I prefer listening to instrumental stuff whilst training and usually I'll just stick a whole album on from start to finish.


----------



## MFB (Apr 18, 2017)

Man, my music is super boring compared to y'alls. For a while I used to run to Beyond Creation's "Earthborn Evolution" from start to finish; but even then I got tired of that and switched over to the new Weeknd CD and that .... is bumpin. 

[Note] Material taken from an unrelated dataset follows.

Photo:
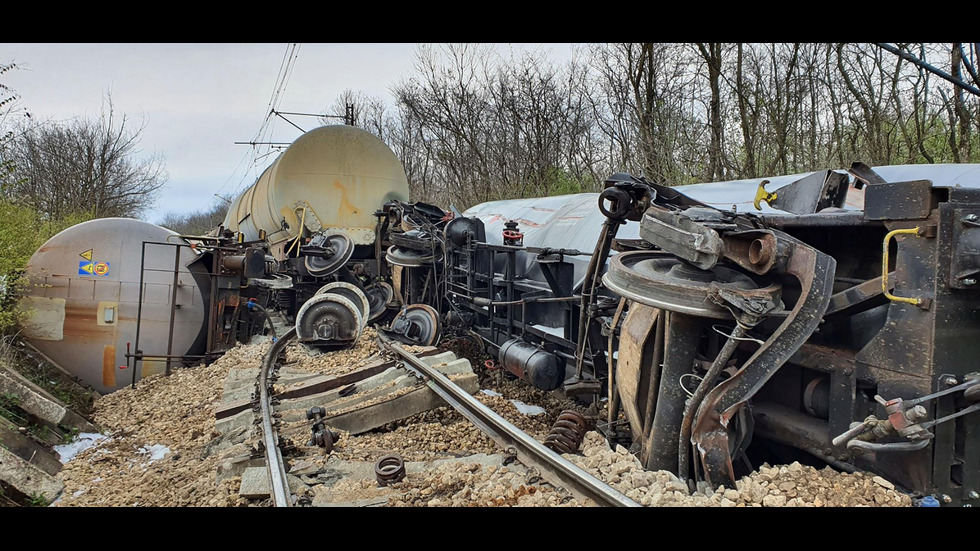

For lifting, I've done everything from thrash to ambient and it all just kind of acts as background noise. I don't think I've ever really gotten into a 'zone' through music alone, normally it's if I know I'm in a crunch for time.


----------



## sawtoothscream (Apr 28, 2017)

Usually just put periphery or architects on shuffle. Seems to do the trick every time.


----------



## domsch1988 (Apr 28, 2017)

I alternate between the spotify playlist for deathcore and hairmetal, depending on mood and weight goals i want to reach 
When neither matches, the new Spotify MixTapes worked really well for me. I just don't feel like selecting the music myself. I like to discover new bands i haven't listened to until now


----------



## Spencervmurph (May 17, 2017)

Im big into listing to entire albums when I workout. With that being said my favorites are every Veil album minus ID, the new Emmure cause Josh Travis kicks ass, and the newest Unearth, particularly the song never cease. Let me know what you guys think?


----------



## bpprox22 (May 18, 2017)

My headphones broke so no music for a bit :\


----------



## takotakumi (May 18, 2017)

Aside from fast or heavy riffs oriented metal I enjoy listening to Sonic Adventure 2 OST and the new Doom OST as well hehe gets me really really boosted while running


----------



## Blytheryn (May 19, 2017)

domsch1988 said:


> I alternate between the spotify playlist for deathcore and hairmetal, depending on mood and weight goals i want to reach
> When neither matches, the new Spotify MixTapes worked really well for me. I just don't feel like selecting the music myself. I like to discover new bands i haven't listened to until now



Had a spotify random playlist on that was based on what I was listening to and it kicked ass.


----------